Space-time Peer-to-Peer Distribution of Multi-party Entanglement for Any Quantum Network

TL;DR

This paper introduces a novel quantum network protocol, P2PGSD, inspired by classical P2P networks, which efficiently distributes general graph states with resource savings and scalability, advancing large-scale quantum network capabilities.

Contribution

The paper proposes the P2PGSD protocol for efficient graph state distribution, provides a mathematical model, proves resource minimization intractability, and leverages spacetime quantum network concepts for improved algorithms.

Findings

Up to 50% resource efficiency improvement in simulations.

Demonstrates scalability for large quantum networks.

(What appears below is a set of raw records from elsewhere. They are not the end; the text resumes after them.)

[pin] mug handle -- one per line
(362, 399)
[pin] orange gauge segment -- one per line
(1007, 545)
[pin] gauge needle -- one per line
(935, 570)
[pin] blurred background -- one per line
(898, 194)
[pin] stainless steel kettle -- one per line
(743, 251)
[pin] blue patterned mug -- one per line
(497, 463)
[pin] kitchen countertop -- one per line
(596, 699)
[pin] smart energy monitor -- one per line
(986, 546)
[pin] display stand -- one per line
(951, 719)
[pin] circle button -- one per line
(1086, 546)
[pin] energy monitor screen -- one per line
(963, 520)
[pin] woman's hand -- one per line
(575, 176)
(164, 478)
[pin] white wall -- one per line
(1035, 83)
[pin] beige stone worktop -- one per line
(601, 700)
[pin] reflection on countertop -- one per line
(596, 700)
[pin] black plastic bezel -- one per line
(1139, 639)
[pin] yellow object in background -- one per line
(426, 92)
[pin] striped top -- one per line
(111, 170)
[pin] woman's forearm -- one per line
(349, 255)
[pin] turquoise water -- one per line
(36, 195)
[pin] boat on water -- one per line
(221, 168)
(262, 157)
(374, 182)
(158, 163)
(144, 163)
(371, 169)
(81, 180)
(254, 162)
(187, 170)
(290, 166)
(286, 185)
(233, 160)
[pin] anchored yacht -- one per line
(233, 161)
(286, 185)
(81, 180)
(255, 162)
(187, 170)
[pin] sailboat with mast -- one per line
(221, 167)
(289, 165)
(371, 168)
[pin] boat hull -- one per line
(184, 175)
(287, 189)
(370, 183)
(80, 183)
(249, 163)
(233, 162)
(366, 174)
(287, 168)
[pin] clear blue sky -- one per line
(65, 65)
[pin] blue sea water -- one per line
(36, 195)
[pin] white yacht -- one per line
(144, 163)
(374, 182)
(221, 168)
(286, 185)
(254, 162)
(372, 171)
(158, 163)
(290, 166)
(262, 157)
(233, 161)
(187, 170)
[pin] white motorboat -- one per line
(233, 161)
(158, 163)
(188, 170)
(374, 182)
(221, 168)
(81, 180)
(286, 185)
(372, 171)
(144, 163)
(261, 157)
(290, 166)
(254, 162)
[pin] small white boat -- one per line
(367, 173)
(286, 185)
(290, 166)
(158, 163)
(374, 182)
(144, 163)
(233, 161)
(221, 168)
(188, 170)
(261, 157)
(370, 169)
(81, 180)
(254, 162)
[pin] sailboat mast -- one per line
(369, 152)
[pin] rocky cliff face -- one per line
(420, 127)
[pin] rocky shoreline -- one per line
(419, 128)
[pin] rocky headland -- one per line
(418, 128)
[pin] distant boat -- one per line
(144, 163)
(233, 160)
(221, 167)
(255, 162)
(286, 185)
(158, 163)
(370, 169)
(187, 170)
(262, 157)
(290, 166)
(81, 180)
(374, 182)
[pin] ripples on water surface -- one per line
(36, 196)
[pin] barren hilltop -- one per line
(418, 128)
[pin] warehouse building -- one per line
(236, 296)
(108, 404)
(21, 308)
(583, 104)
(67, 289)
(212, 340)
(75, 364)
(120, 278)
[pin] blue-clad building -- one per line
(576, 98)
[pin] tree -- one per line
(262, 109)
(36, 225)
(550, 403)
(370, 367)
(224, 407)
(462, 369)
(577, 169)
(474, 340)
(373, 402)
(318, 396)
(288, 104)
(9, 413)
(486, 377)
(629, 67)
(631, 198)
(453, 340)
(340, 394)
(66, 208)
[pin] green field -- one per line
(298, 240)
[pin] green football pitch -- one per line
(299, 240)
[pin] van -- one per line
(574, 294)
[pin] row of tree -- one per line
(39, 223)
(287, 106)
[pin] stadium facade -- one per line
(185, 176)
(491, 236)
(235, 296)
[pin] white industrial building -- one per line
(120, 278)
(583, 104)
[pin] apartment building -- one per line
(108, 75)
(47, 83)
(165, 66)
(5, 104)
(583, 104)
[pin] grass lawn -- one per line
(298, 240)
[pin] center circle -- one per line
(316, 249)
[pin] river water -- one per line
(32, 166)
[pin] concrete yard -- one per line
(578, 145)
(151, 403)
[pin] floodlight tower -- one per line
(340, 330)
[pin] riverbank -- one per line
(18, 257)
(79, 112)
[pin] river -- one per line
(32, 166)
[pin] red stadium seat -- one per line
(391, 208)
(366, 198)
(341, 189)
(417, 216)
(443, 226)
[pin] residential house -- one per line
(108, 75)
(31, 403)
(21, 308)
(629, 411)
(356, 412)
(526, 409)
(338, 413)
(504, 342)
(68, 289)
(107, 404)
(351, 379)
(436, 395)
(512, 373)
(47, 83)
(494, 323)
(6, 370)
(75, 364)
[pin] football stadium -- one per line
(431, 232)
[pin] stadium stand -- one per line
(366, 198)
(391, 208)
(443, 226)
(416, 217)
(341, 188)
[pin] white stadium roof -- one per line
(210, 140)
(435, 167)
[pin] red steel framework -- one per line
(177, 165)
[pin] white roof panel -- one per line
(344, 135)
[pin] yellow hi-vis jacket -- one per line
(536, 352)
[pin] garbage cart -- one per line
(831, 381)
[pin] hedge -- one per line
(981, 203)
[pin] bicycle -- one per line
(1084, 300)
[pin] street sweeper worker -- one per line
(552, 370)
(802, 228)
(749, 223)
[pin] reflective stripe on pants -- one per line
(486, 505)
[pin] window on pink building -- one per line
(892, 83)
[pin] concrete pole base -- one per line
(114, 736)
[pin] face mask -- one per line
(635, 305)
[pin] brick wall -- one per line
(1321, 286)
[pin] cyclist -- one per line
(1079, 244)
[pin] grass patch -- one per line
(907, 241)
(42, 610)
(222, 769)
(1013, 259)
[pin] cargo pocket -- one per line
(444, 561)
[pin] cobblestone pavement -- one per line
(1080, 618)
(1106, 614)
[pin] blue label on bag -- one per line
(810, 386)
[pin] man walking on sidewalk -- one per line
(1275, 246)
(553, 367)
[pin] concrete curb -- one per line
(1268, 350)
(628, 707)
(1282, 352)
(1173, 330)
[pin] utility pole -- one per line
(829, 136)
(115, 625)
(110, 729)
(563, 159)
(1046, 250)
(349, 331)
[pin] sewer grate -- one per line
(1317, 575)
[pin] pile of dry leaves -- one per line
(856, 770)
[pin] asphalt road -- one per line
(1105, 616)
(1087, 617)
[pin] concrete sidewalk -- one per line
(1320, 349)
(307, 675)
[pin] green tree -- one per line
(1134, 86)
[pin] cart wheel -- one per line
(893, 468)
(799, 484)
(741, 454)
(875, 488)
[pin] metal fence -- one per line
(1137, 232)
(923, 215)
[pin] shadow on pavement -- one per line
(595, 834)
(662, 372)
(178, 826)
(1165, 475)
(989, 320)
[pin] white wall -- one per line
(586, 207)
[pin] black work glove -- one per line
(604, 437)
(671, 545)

Provides a mathematical framework for graph state distribution.

Abstract

Graph states are a class of important multiparty entangled states, of which bell pairs are the special case. Realizing a robust and fast distribution of arbitrary graph states in the downstream layer of the quantum network can be essential for further large-scale quantum networks. We propose a novel quantum network protocol called P2PGSD inspired by the classical Peer-to-Peer (P2P) network to efficiently implement the general graph state distribution in the network layer, which demonstrates advantages in resource efficiency and scalability over existing methods for sparse graph states. An explicit mathematical model for a general graph state distribution problem has also been constructed, above which the intractability for a wide class of resource minimization problems is proved and the optimality of the existing algorithms is discussed. In addition, we leverage the spacetime quantum network inspired by the symmetry from relativity for memory management in network problems and used it to improve our proposed algorithm. The advantages of our protocols are confirmed by numerical simulations showing an improvement of up to 50% for general sparse graph states, paving the way for a resource-efficient multiparty entanglement distribution across any network topology.